Years ago, before the hamster run proposal had been made but after the CAQ had promised to build a 3e lien, I asked a friend of mine who was a bureaucrat if there was any workable option. Aside from putting a highway down the middle of Ile d’Orléans and then replacing the Pont Félix Leclerc, a plan that actually makes some (some) sense but that would have been political suicide for the CAQ, there was nothing. There was no magic that the bureaucrats could work to make this thing happen. It was pure fantasy but it didn’t matter because it was popular.
So here we are: one year after the last provincial election and the CAQ’s ability to use the 3e lien to get votes is drying up. They wouldn’t have been able to maintain the charade much longer: at some point, drilling would have to start and someone would be caught on tape admitting that this would never happen. And so what better timing than now? Any later and it might impact the CAQ’s success in 2026.

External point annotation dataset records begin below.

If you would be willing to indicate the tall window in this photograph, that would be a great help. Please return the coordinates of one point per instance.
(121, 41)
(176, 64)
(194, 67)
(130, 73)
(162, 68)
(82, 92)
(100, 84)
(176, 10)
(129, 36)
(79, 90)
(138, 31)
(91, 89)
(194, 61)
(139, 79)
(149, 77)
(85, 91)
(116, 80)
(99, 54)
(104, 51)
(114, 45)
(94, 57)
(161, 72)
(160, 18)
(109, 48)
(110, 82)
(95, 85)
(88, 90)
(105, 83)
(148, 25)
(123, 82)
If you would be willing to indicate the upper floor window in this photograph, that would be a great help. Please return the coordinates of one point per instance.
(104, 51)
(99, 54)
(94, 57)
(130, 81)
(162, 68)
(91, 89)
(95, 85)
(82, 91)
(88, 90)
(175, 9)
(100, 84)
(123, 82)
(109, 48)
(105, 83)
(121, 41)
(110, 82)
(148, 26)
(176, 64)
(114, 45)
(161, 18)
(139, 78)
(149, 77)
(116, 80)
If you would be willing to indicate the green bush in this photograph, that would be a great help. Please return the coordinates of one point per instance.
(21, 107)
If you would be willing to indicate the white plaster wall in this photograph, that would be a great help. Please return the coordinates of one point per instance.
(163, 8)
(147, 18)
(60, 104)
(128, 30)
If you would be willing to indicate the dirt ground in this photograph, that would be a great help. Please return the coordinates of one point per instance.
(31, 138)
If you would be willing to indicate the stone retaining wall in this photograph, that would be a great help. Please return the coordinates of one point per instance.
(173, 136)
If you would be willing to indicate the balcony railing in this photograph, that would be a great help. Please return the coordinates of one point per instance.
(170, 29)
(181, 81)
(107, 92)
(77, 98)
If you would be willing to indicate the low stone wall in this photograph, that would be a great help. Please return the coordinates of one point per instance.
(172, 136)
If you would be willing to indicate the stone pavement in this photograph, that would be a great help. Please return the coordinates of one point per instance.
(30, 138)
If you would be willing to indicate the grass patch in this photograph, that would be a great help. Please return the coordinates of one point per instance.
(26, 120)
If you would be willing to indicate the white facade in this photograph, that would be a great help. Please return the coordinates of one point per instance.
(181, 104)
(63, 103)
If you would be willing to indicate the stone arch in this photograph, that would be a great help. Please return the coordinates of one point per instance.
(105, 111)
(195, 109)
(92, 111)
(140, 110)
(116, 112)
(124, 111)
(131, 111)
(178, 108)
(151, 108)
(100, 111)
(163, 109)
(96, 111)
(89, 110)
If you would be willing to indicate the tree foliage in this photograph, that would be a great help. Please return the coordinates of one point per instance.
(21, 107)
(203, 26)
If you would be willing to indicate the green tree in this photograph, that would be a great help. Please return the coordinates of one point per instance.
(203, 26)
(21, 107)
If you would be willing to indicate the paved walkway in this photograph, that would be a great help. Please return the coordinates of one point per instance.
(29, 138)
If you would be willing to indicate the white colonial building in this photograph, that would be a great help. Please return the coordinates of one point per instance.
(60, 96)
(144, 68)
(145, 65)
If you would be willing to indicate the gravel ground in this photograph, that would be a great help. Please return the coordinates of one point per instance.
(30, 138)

But let me get back to Drainville. This will not likely destroy his political career and so I’m honestly not sure what he’s crying over. And, as far as political failures go, this one at least didn’t threaten to drive Muslims and Sikhs out of the province through a racist and ridiculous religious charter of values.

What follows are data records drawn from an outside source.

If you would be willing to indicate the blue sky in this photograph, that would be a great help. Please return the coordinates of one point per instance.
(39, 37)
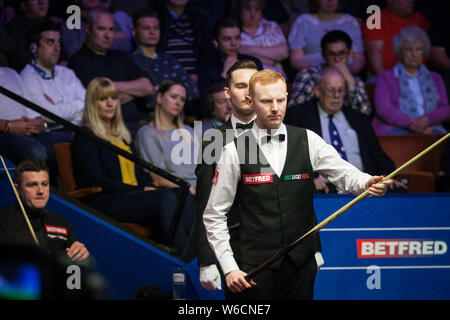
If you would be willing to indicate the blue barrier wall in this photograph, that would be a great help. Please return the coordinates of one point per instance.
(388, 230)
(405, 236)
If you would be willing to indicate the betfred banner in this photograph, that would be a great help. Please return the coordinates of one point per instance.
(399, 248)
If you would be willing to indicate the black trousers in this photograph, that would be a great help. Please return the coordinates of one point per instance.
(288, 282)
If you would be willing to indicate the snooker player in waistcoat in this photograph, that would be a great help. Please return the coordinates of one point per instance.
(269, 169)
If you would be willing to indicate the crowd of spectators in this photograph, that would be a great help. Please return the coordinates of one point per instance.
(166, 61)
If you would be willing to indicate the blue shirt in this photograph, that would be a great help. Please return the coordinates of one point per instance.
(348, 136)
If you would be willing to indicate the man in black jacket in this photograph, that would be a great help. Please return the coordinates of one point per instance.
(269, 169)
(242, 117)
(53, 231)
(358, 138)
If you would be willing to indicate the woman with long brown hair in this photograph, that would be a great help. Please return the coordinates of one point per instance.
(128, 193)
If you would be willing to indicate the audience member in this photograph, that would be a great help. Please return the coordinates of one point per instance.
(397, 15)
(6, 48)
(439, 58)
(218, 106)
(185, 34)
(128, 194)
(159, 141)
(261, 38)
(157, 65)
(51, 86)
(336, 49)
(34, 11)
(227, 40)
(308, 29)
(409, 98)
(350, 132)
(97, 59)
(53, 231)
(6, 13)
(19, 126)
(73, 39)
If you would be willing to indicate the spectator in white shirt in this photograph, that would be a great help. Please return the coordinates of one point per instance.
(18, 130)
(275, 196)
(53, 87)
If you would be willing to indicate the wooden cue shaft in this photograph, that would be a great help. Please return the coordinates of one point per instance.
(20, 203)
(322, 224)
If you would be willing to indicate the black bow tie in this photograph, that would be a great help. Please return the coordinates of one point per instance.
(244, 126)
(281, 137)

However, just before he cried in a press conference, Drainville did what he has done before over the course of his shitty little political career: he pivoted and attacked religious minorities. You see, Drainville announced that he, as Minister of Education, will ban children from praying in public school. No student will be allowed to pray at school: not to pray Zuhr in a quiet space in the building, not to sit quietly in a room and ask the spirit world for help, not to come together with your siblings one afternoon and hold each other and ask for God’s mercy when you find out that your grandmother has just died.
Will students still be able to stare at the ceiling and pray to St. Jude in the middle of math tests? Will my kid still sing Mass at the basilica as part of the music program (yes, literal Mass, with communion and all)? Will the public schools of my neighbourhood — St. Jean Baptiste, St. Patrick, Saint Sacrement, St. Malo, (St.) Marguerite Bourgeoys — will they be renamed? Will the cross come down outside of École Joseph Perreault?
Drainville, crying, standing in the National Assembly under the watchful eye of Jesus himself in the midst of the ecstasy of public torture by crucifixion answers this question for us: of course not. He’s only interested in attacking Muslim kids.
Mr. Drainville, Minister of being a baby Lala la couche, discovers Santa was François Legault all along and decides to take it out on actual, literal children. Like the racist hack that he, it has been alleged, is.
But hey, shoutout to Marwah Rizqy who had the chance to tell Drainville to get his emotions under control after he stormed out of a debate, later on.